Патер посмотрел на герцога с искренним сочувствием:
– Я посоветовал бы вам покинуть страну, и немедленно. Капеллан был свидетелем случившегося в Эг-Морте, и никто не может упрекнуть его в том, что ондоложил обо всем своему церковному начальству, а вы, верно, и сами знаете, герцог, какую позицию занимает высшее духовенство во Франции по отношению к инаковерующим, хотя почти все они сами кокетничают с атеистической философией. И все же духовенство давно уже утратило решающий голос в таких делах – мне кажется, герцог, вы неверно воспринимаете истинное положение вещей. Мы имеем дело с государственной властью!
Герцог наконец не выдержал: в нем вдруг ожили все бытовавшие в обществе слухи о безграничной власти ордена иезуитов.
– Но что значит государство, если девиз могущественного ордена, который вы, патер, здесь представляете, гласит: «Терпимость!» – воскликнул он.

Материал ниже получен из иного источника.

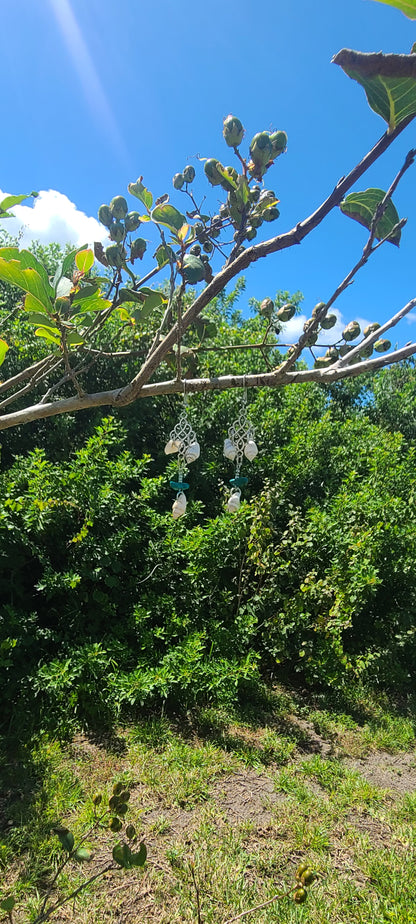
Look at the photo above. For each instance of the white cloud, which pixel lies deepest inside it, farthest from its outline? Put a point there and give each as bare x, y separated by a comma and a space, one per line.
52, 218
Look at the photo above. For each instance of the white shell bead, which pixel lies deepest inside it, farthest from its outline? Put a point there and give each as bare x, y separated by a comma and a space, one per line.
179, 505
250, 450
192, 453
172, 446
234, 501
230, 451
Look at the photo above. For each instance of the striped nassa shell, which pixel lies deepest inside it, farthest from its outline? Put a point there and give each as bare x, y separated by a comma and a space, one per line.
250, 450
192, 452
230, 450
234, 501
179, 505
172, 446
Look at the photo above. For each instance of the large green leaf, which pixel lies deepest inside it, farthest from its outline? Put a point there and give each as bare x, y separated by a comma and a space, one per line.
84, 260
408, 7
169, 216
21, 269
388, 80
140, 192
93, 303
9, 201
362, 207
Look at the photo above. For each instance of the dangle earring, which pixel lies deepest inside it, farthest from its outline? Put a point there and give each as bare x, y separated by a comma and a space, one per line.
182, 440
239, 443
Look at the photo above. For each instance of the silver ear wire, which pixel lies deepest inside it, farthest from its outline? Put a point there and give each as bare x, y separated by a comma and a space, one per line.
239, 444
183, 441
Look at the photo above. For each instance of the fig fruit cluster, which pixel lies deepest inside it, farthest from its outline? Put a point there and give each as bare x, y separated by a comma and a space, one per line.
120, 222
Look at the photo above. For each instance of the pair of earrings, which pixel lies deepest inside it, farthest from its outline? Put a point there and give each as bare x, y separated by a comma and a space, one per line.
239, 443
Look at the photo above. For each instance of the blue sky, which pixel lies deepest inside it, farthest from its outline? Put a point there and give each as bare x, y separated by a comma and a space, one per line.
99, 93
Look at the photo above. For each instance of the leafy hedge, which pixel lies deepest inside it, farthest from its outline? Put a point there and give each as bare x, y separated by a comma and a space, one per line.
109, 606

– «Терпимость» никогда не была девизом ордена, который я здесь представляю, – возразил патер, – и никогда им не станет. Речь идет о вещах более тонких и глубоких – о человечности и о сострадании, в котором нельзя отказывать даже тем, с чьей верой борешься. Однако час сострадания в этой стране еще не пробил. Но он придет, быть может, через сто или триста лет. Наш разговор, – он улыбнулся, – происходит, так сказать, в будущих веках. Они наступят, эти века, когда нас сурово упрекнут в жестокости по отношению к нашим узникам: все пострадавшие и прикованные за свою веру к галерам ведут лодку Петра навстречу буре обвинений. А ведь Отец Небесный открыл нам, что пути Христа совсем иные и что отпавших от веры ведут в Церковь, а не тащат туда на веревке. Но поборники галликанских свобод [9] не торопятся внимать голосу Отца.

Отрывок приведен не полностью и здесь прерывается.